Shut Up and Get Educated
5 June 2020 | BY ANDJELKA JANKOVIC | Life

I wish you could know what it means to be me then you'd see and agree that every man should be free
It is impossible to be alive right now and not address the Black Lives Matter movement, the violence and violation of human rights against marginalised communities and First Nation’s people, police brutality and misconduct, and the systemic undermining of Black, Indigenous and people of colour worldwide.
Last week George Floyd walked out of a grocery store and was arrested while uncharged and killed in an undignified, unjust and horrific way, as were countless others before him while innocent and sleeping like Breonna Taylor, a child playing in a park like Tamir Rice, and David Dungay Jr, an Indigenous Australian man who died in police custody. His last words were also “I can’t breathe”.
This current uprising traces back to very deep roots of racial inequality and deprivation of basic humanity, this is a huge problem and we all need to do more.
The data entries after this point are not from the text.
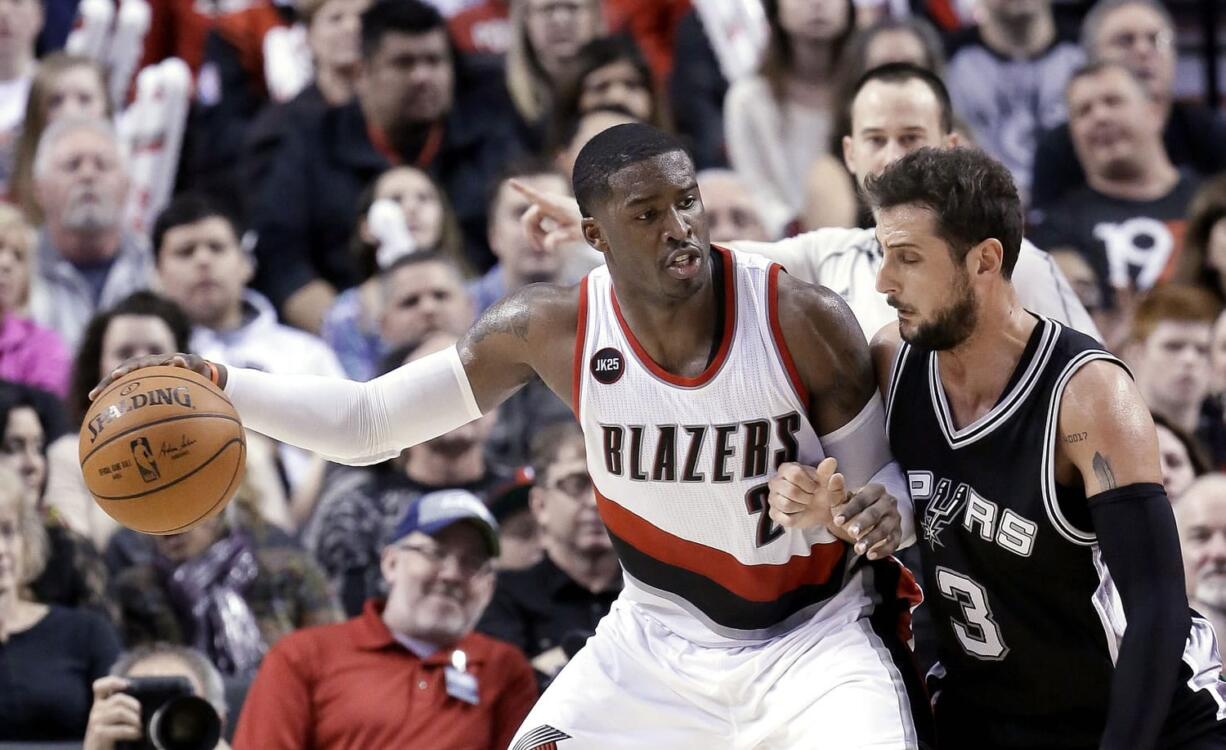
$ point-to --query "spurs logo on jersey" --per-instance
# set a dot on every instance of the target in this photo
(944, 504)
(681, 467)
(1018, 587)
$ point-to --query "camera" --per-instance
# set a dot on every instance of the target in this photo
(172, 716)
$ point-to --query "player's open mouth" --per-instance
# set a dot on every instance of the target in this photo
(684, 265)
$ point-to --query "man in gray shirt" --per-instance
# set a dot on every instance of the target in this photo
(86, 259)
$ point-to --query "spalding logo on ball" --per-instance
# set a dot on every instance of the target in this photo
(162, 449)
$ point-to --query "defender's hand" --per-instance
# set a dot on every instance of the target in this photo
(190, 362)
(871, 520)
(801, 496)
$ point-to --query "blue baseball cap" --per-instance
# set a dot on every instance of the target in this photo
(434, 511)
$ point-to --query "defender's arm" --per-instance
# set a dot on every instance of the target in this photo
(1107, 443)
(833, 358)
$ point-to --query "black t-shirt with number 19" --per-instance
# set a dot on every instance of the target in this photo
(1026, 615)
(1127, 243)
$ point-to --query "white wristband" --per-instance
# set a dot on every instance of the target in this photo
(357, 423)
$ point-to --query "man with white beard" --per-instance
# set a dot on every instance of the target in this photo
(1200, 515)
(87, 260)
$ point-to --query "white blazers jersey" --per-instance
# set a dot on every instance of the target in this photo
(681, 467)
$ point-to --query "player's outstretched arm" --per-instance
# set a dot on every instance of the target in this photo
(1106, 440)
(833, 358)
(369, 422)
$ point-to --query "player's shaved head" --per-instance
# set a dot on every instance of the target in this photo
(612, 151)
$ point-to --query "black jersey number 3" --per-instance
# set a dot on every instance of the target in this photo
(977, 631)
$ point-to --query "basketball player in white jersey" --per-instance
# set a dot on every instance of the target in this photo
(695, 371)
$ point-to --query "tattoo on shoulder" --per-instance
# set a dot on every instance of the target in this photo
(1102, 471)
(511, 316)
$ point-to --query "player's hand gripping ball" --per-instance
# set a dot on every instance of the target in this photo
(162, 449)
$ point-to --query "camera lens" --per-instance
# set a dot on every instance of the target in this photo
(185, 723)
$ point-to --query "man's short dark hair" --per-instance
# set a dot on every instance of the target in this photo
(397, 16)
(901, 72)
(971, 196)
(1091, 26)
(188, 208)
(1095, 69)
(548, 443)
(612, 151)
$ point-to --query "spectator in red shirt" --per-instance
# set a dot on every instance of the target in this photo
(482, 30)
(410, 672)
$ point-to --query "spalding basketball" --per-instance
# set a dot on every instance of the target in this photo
(162, 449)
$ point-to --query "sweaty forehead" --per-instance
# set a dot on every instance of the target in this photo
(655, 175)
(909, 223)
(887, 104)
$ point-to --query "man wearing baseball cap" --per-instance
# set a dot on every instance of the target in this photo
(408, 672)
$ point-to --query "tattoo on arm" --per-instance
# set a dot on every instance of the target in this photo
(1102, 471)
(511, 316)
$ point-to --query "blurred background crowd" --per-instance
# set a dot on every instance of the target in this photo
(325, 186)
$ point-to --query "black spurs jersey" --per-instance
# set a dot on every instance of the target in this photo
(1028, 618)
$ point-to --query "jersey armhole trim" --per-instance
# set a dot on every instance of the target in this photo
(895, 376)
(576, 375)
(776, 332)
(1047, 481)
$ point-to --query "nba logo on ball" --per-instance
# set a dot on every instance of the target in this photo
(162, 450)
(144, 456)
(607, 365)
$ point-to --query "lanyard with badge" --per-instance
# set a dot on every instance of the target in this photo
(461, 685)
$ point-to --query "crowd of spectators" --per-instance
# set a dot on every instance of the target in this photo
(359, 179)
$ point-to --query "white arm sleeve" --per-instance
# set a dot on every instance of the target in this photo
(357, 423)
(863, 454)
(1043, 288)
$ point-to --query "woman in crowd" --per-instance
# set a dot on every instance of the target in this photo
(213, 588)
(1181, 457)
(1204, 242)
(609, 71)
(141, 324)
(334, 34)
(831, 197)
(65, 86)
(49, 655)
(546, 38)
(74, 574)
(351, 326)
(28, 352)
(780, 121)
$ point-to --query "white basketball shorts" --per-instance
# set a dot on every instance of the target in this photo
(635, 684)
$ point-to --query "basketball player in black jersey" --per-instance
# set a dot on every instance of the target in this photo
(1032, 462)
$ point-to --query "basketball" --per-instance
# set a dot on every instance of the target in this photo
(161, 450)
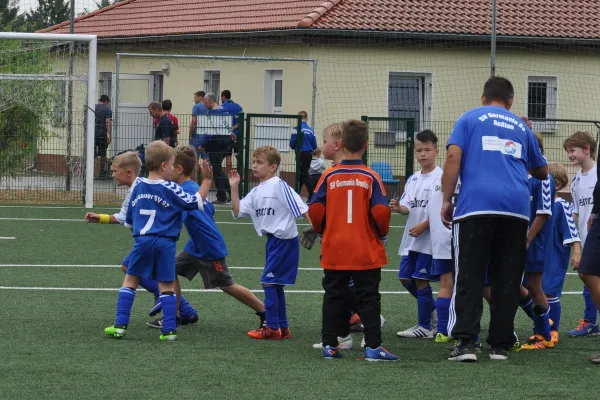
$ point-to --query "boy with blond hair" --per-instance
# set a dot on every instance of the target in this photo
(273, 207)
(350, 205)
(565, 239)
(154, 213)
(205, 251)
(581, 150)
(126, 168)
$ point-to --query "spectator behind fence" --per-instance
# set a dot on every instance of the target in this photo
(102, 132)
(198, 109)
(216, 146)
(233, 109)
(309, 144)
(317, 167)
(165, 130)
(167, 107)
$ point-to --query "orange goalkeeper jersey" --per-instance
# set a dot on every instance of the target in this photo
(350, 208)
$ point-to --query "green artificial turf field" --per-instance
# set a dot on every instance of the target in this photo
(58, 289)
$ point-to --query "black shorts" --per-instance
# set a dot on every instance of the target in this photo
(100, 146)
(590, 259)
(214, 273)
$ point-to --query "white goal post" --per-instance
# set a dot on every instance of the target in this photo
(91, 92)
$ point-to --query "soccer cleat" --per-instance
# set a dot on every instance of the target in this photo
(285, 333)
(379, 354)
(595, 359)
(417, 332)
(169, 337)
(157, 323)
(118, 332)
(345, 343)
(463, 352)
(330, 352)
(584, 328)
(478, 346)
(554, 335)
(499, 354)
(156, 309)
(538, 343)
(441, 338)
(189, 320)
(265, 333)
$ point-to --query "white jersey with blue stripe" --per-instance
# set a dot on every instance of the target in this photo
(156, 208)
(564, 235)
(416, 196)
(273, 207)
(122, 214)
(582, 189)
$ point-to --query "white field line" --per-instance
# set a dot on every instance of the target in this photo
(117, 266)
(81, 220)
(79, 289)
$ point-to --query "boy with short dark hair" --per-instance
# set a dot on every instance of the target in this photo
(416, 268)
(350, 206)
(155, 214)
(273, 207)
(205, 251)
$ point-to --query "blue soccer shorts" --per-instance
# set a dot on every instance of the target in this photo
(153, 257)
(417, 266)
(441, 267)
(282, 259)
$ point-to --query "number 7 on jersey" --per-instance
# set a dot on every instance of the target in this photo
(150, 222)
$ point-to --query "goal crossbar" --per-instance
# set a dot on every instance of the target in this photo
(91, 95)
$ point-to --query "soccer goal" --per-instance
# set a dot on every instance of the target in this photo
(47, 94)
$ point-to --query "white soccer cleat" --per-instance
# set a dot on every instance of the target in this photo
(416, 332)
(345, 343)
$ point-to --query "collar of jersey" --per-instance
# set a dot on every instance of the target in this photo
(352, 162)
(153, 181)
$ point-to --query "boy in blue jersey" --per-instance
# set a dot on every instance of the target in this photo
(205, 251)
(539, 241)
(491, 150)
(125, 169)
(416, 267)
(273, 207)
(308, 145)
(155, 214)
(564, 239)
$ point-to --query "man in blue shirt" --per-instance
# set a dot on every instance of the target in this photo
(309, 144)
(218, 147)
(491, 150)
(233, 109)
(198, 109)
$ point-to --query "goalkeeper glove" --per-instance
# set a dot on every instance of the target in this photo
(309, 235)
(384, 240)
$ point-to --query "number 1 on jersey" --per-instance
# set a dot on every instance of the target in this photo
(152, 214)
(349, 206)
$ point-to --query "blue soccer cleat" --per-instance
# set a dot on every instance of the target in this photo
(584, 329)
(379, 354)
(156, 309)
(331, 352)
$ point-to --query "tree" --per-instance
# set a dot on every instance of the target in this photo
(48, 13)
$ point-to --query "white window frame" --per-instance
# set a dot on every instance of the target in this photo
(209, 79)
(551, 82)
(425, 99)
(271, 76)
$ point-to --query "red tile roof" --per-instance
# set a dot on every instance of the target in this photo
(547, 18)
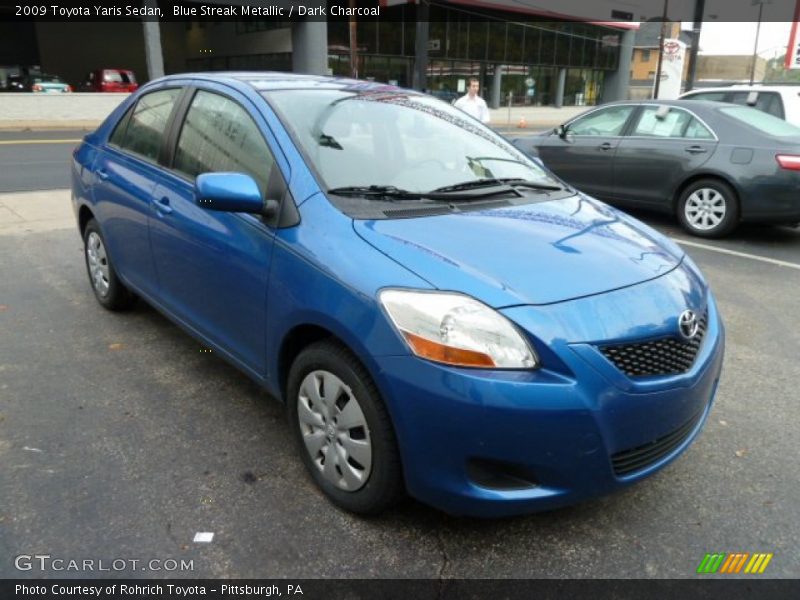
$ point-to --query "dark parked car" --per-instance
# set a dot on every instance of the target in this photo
(711, 164)
(111, 80)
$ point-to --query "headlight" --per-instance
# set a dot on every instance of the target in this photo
(457, 330)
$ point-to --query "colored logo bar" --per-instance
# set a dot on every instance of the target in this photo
(734, 562)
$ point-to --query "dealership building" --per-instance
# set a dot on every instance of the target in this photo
(521, 54)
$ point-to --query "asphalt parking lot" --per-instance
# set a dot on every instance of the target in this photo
(121, 439)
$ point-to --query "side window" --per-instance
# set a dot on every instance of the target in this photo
(604, 122)
(768, 102)
(710, 96)
(142, 130)
(219, 135)
(118, 136)
(697, 131)
(654, 122)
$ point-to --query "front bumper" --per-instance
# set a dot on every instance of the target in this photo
(562, 423)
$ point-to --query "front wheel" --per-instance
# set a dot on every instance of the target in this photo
(708, 208)
(343, 430)
(108, 289)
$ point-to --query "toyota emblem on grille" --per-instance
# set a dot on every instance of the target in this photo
(688, 325)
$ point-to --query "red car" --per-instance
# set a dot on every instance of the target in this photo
(111, 80)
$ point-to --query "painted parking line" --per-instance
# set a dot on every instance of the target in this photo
(772, 261)
(12, 142)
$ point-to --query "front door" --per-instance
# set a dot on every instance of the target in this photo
(584, 156)
(213, 267)
(666, 145)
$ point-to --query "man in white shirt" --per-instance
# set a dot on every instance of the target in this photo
(472, 104)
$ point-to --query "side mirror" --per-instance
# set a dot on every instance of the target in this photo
(232, 192)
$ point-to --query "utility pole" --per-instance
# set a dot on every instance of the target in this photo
(755, 46)
(353, 42)
(661, 48)
(699, 9)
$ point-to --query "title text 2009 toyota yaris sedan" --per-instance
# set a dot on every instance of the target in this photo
(440, 314)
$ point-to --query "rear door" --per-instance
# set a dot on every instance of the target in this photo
(126, 173)
(584, 157)
(213, 266)
(768, 102)
(664, 146)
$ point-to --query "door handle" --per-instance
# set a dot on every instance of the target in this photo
(163, 206)
(696, 150)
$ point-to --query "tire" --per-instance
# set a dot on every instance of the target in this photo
(106, 285)
(355, 463)
(708, 208)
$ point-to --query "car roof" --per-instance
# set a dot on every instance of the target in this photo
(685, 103)
(264, 81)
(739, 87)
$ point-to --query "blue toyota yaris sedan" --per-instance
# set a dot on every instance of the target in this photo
(441, 314)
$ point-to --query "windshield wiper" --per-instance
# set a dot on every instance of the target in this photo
(492, 181)
(376, 191)
(444, 195)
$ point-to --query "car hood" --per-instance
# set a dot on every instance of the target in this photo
(537, 253)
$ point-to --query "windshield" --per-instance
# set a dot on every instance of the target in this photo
(762, 121)
(394, 138)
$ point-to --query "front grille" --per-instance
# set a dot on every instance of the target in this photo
(665, 356)
(628, 461)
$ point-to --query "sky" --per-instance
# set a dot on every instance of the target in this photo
(739, 38)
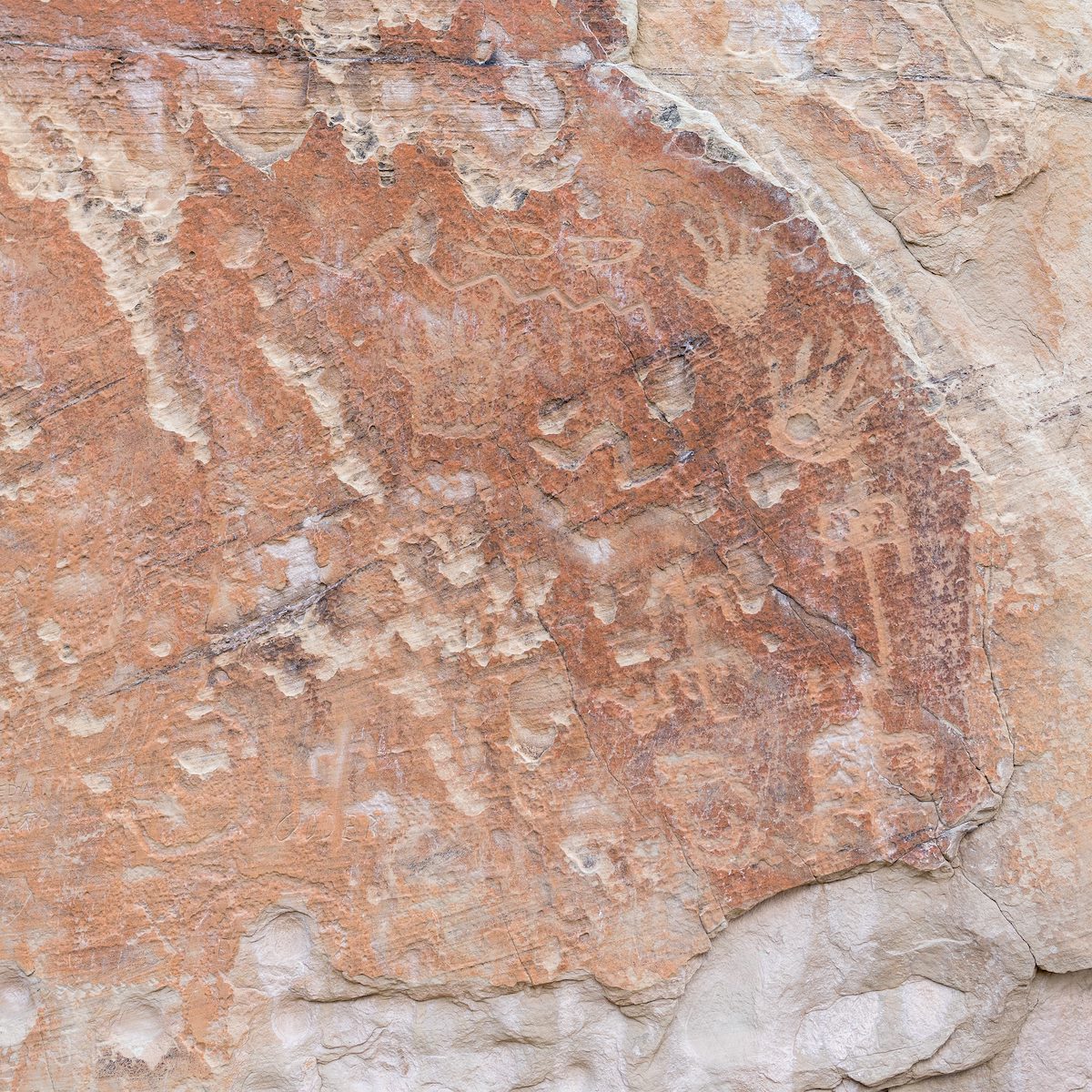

I will, of course, never truly understand what it’s like to not have white privilege and how it feels to live in daily fear of my safety and very beingness. But I can acknowledge it, educate myself, and actively be an ally for anti-racism. As anti-apartheid and human rights activist Desmond Tutu said:
If you are neutral in situations of injustice, you have chosen the side of the oppressor.
Read that again. This hit my heart like a dart. I realised my silence, although well-meaning, was a convenient cloak for inaction. The fact I can choose to opt-out, stay in, or not speak up is a freedom other people don’t have. Not knowing what to say or if you will get it right stops so many of us from doing anything at all. I get it, but action is more helpful than perfection. The best thing we can do is:
Shut up and get educated
Develop racial literacy. Listen, really listen. Understand white privilege. Do the work.
Privilege isn’t about what you’ve gone through – it’s about what you haven’t gone through. ― Janaya Future Khan
There is A LOT going on and an avalanche of information out there. The collective grief and anger is devastating, soul-crushing, and paralysing. Now imagine how it feels for BIPOC (Black, Indigenous, people of colour) who have to live this existence every single day and for whom it has been that way for generations upon generations of trauma and injustice.
The anti-slavery, civil rights and Black Lives Matter movements in America and the Indigenous civil rights and land rights movements in Australia are extremely nuanced, layered, complicated and in some ways, forgotten and buried histories.
No one can be authentically human while he prevents others from being so. ― Paulo Freire
In an effort to begin understanding anti-racism and unpacking white privilege, I’ve collated a starting point as a living list of things I’ve found helpful for educating yourself and taking thoughtful action.
The invitation is to get your head around the issues, learn from the lived experiences of BIPOC voices, and mobilise ourselves in service and solidarity as an ally for anti-racism (now, not later).
Only you can educate yourself, don’t expect others to do it for you. Of course, there are two sides to every story, do your own research.
I’m learning too and I have a lot of catching up to do.